Braid's $1.24 million pay package included performance bonuses, vehicle and other non-cash remuneration, but not share-based payments, the annual report said.
Mainfreight claims in its annual report to have been the best-performing NZX-listed company for the past 15 years.
Group earnings before interest, taxation, depreciation and amortisation (ebitda) climbed from $64 million to $91.6 million between 2007 and 2011, the report said, while revenue increased from $758 million to $1.34 billion over the same period.
Mainfreight reported a profit before non-recurring expenses of $47.2 million for its last full year.
Average annual shareholder returns since its 1996 listing were 26.4 per cent, the report said.
The company announced in March an agreement to buy the Wim Bosman Group - one of the largest privately owned transport and logistics companies in the Netherlands and Belgium - for up to $227 million.
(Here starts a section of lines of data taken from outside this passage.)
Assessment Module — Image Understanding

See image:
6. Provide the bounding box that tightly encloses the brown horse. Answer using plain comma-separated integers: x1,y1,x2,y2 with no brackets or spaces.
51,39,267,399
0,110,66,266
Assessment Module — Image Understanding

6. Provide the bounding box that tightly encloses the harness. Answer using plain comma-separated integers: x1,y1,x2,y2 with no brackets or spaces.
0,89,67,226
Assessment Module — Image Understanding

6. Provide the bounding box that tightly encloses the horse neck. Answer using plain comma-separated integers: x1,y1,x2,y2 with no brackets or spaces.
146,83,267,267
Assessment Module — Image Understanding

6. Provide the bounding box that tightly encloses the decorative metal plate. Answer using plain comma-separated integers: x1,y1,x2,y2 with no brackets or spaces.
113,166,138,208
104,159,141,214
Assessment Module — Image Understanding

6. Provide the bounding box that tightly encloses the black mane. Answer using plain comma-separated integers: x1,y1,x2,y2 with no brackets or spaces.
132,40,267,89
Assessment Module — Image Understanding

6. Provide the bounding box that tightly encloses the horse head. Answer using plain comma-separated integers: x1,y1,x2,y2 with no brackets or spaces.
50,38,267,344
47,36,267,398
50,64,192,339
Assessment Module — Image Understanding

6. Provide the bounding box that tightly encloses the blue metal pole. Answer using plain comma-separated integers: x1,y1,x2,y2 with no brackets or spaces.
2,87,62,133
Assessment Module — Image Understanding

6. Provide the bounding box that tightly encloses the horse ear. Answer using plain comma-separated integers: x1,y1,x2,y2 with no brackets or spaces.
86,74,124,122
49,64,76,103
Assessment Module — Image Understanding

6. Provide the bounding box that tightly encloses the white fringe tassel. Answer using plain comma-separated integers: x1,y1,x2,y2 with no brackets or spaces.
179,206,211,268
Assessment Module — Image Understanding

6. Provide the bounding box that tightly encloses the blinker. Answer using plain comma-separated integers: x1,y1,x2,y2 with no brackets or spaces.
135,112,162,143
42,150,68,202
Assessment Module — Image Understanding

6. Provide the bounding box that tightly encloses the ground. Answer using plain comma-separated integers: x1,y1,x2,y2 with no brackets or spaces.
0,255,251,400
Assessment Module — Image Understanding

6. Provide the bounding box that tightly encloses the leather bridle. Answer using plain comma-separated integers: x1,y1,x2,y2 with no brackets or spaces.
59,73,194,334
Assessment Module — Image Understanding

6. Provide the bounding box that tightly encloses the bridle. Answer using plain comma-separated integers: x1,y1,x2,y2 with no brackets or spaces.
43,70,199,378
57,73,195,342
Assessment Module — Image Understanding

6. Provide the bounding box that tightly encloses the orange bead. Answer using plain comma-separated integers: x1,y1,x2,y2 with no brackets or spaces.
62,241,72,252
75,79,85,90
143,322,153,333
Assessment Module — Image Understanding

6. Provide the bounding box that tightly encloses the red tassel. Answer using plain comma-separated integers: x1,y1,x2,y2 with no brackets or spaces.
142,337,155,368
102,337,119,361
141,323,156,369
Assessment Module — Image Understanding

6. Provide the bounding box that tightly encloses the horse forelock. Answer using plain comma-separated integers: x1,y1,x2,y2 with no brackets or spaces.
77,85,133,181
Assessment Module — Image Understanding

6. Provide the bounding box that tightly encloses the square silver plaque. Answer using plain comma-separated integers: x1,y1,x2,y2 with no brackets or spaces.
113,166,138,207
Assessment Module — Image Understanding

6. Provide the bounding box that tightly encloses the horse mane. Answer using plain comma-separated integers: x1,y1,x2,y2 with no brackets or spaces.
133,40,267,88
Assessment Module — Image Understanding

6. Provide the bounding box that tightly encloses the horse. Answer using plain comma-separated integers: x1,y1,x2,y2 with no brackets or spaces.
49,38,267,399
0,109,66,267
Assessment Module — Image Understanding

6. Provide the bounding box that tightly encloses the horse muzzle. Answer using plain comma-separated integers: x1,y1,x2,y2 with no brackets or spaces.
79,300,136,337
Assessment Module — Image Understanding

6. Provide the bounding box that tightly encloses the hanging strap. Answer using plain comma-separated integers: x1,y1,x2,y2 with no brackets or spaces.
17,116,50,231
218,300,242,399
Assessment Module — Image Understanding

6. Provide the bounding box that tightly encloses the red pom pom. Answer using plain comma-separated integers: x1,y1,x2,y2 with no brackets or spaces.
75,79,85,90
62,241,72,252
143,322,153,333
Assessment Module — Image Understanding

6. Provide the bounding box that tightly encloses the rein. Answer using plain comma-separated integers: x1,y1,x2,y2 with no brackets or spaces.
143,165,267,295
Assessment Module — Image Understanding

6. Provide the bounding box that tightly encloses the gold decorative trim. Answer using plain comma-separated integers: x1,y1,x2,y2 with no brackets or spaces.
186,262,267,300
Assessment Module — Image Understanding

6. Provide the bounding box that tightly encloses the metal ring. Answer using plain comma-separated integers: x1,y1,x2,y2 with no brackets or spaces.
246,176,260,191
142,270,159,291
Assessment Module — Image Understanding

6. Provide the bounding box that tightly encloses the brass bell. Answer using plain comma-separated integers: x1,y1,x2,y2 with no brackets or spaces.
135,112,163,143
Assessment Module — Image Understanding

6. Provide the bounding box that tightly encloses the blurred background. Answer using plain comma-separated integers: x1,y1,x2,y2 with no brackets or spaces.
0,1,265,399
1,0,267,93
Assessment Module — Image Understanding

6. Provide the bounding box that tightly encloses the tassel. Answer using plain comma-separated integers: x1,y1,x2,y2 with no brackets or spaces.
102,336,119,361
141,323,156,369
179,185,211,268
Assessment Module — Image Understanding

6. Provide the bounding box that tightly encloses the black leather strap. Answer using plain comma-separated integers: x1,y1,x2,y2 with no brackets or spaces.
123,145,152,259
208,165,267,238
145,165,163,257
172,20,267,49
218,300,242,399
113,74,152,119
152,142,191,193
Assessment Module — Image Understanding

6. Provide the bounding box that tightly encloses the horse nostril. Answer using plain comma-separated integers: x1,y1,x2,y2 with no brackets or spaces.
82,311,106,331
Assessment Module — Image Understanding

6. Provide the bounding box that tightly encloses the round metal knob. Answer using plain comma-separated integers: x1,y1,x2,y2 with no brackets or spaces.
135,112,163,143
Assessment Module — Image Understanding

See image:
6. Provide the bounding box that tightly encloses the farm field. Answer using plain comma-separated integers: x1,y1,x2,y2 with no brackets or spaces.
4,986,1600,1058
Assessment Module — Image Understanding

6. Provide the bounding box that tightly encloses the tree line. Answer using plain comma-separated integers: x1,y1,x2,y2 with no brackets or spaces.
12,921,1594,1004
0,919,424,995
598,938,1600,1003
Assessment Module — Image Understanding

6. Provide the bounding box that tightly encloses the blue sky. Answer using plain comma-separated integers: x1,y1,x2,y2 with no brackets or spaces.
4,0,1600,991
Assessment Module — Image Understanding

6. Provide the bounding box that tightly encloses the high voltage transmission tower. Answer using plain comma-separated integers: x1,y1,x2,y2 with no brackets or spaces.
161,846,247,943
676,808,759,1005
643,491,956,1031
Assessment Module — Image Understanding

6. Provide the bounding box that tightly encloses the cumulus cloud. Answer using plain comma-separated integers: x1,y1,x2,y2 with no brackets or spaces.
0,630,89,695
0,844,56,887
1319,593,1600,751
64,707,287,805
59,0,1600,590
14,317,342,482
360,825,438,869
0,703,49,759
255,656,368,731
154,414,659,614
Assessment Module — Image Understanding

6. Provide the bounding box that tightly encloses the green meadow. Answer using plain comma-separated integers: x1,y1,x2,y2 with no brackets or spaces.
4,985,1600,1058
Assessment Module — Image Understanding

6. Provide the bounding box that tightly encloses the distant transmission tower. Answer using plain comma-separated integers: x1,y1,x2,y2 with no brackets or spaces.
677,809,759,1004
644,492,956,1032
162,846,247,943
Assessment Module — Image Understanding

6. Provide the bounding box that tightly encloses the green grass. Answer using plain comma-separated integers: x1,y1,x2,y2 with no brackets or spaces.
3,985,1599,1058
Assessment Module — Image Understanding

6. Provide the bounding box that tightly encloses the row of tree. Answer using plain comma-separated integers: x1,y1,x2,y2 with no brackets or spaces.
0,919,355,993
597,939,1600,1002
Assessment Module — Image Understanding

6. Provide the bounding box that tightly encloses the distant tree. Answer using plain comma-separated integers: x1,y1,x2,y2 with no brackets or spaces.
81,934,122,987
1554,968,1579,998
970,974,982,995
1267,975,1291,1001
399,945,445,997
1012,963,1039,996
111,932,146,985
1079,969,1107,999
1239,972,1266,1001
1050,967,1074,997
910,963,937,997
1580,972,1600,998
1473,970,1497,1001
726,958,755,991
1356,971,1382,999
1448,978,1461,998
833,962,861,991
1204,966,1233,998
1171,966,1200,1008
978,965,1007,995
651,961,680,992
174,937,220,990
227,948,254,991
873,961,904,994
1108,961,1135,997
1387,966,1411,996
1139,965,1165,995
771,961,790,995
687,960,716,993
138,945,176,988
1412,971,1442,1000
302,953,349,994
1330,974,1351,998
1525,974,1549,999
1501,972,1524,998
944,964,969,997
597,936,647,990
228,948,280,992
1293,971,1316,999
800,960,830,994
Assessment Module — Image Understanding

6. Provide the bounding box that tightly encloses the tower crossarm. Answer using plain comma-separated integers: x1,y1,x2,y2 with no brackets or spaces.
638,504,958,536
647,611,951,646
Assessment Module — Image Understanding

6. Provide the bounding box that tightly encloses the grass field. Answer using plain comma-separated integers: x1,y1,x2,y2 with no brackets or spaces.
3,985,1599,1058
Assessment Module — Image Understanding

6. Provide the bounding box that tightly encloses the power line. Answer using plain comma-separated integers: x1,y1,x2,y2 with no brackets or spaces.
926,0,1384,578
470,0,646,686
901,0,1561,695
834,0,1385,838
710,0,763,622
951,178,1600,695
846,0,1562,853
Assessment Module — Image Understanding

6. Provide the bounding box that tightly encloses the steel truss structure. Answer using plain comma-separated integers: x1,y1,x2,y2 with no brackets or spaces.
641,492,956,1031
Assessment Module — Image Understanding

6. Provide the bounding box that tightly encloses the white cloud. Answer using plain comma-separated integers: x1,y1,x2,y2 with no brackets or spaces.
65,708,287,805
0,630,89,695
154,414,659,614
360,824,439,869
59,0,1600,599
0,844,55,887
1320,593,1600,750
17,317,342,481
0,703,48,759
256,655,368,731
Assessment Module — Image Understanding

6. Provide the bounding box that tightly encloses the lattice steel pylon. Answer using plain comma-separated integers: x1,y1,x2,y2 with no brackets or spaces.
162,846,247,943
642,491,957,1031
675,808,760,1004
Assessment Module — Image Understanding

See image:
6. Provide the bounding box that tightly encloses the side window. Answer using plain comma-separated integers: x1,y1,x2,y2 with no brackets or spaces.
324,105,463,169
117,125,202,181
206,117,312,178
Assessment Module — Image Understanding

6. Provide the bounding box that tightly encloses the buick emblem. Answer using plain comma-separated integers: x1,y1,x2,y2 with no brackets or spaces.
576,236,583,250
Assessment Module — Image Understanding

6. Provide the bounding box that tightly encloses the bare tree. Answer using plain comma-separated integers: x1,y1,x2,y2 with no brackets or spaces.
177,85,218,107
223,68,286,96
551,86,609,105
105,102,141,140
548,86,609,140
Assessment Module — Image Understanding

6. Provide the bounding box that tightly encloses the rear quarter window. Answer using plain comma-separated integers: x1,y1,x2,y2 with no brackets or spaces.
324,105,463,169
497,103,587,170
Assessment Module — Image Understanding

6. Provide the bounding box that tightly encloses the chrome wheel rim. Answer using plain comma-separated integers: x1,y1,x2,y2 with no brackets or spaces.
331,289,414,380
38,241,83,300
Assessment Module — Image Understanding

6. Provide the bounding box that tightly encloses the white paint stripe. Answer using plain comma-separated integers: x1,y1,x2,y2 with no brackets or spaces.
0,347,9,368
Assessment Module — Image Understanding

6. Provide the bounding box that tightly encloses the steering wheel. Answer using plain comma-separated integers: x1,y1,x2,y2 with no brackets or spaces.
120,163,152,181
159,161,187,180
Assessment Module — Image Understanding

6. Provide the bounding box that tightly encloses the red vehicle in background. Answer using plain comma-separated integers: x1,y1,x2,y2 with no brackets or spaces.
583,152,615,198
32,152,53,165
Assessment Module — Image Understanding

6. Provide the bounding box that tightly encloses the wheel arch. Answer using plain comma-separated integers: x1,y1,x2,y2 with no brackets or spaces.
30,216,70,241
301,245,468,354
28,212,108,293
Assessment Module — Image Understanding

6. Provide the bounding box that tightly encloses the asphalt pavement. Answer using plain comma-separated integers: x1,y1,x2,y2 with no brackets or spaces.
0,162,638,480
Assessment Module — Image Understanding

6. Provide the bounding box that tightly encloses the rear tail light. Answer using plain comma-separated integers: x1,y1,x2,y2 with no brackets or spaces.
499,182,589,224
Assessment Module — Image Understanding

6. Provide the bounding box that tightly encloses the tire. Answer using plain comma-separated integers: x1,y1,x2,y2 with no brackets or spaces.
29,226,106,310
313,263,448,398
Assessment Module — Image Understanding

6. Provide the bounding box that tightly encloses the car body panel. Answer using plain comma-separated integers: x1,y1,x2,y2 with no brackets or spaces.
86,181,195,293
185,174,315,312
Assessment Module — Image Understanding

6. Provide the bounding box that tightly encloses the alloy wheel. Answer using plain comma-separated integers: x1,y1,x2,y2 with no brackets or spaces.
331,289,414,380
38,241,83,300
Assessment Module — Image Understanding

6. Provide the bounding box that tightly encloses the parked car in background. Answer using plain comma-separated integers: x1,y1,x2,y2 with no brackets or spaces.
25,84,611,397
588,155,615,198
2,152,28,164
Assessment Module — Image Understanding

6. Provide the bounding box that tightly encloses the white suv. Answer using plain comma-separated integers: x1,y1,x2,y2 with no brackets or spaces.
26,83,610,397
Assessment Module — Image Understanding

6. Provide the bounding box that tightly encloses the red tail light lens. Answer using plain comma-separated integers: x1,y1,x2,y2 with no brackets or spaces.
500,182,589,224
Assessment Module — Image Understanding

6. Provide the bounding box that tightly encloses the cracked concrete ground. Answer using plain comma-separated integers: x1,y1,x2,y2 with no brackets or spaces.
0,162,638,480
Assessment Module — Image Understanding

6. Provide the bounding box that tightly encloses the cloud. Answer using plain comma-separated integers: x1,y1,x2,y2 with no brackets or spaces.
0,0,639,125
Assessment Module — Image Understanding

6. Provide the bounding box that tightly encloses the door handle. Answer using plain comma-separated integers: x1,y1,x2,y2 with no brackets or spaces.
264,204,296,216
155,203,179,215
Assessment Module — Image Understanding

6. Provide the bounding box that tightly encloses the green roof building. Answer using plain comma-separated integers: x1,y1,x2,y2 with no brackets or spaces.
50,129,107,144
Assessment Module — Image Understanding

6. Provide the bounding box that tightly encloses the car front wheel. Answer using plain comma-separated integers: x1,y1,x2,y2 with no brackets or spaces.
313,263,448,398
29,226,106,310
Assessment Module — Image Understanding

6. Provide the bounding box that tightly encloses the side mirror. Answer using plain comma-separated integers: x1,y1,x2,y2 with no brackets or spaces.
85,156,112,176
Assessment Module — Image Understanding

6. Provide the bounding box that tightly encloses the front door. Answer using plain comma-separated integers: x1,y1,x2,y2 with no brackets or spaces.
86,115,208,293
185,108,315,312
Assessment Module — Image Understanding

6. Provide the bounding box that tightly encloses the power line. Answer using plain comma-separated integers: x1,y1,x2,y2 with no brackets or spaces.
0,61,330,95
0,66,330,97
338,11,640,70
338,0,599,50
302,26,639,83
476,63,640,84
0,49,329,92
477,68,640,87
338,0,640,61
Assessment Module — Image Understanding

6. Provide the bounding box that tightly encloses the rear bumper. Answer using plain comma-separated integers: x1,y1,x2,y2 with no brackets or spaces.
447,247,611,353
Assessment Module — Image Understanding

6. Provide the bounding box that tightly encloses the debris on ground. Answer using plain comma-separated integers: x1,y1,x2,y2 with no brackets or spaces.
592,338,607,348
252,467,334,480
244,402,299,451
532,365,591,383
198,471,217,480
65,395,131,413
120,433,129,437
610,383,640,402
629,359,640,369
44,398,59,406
The company has been expanding globally for more than 20 years, entering the Australian market in 1989, North America in 1999, Asia in 2000 and Europe this year.
Mainfreight established three new branches in Asia in the year to March 2011, in the eastern Chinese cities of Xiamen and Tianjin, and Singapore.
Another branch in Qingdao, in China's northeast, was set to open last month, according to the annual report. Mainfreight said it viewed the development of the business in China as a "marathon, not a sprint".
Mainfreight shares have surged from below $3.50 in early 2009 to $10.40 late last month, and closed up 4c at $10.19 last night.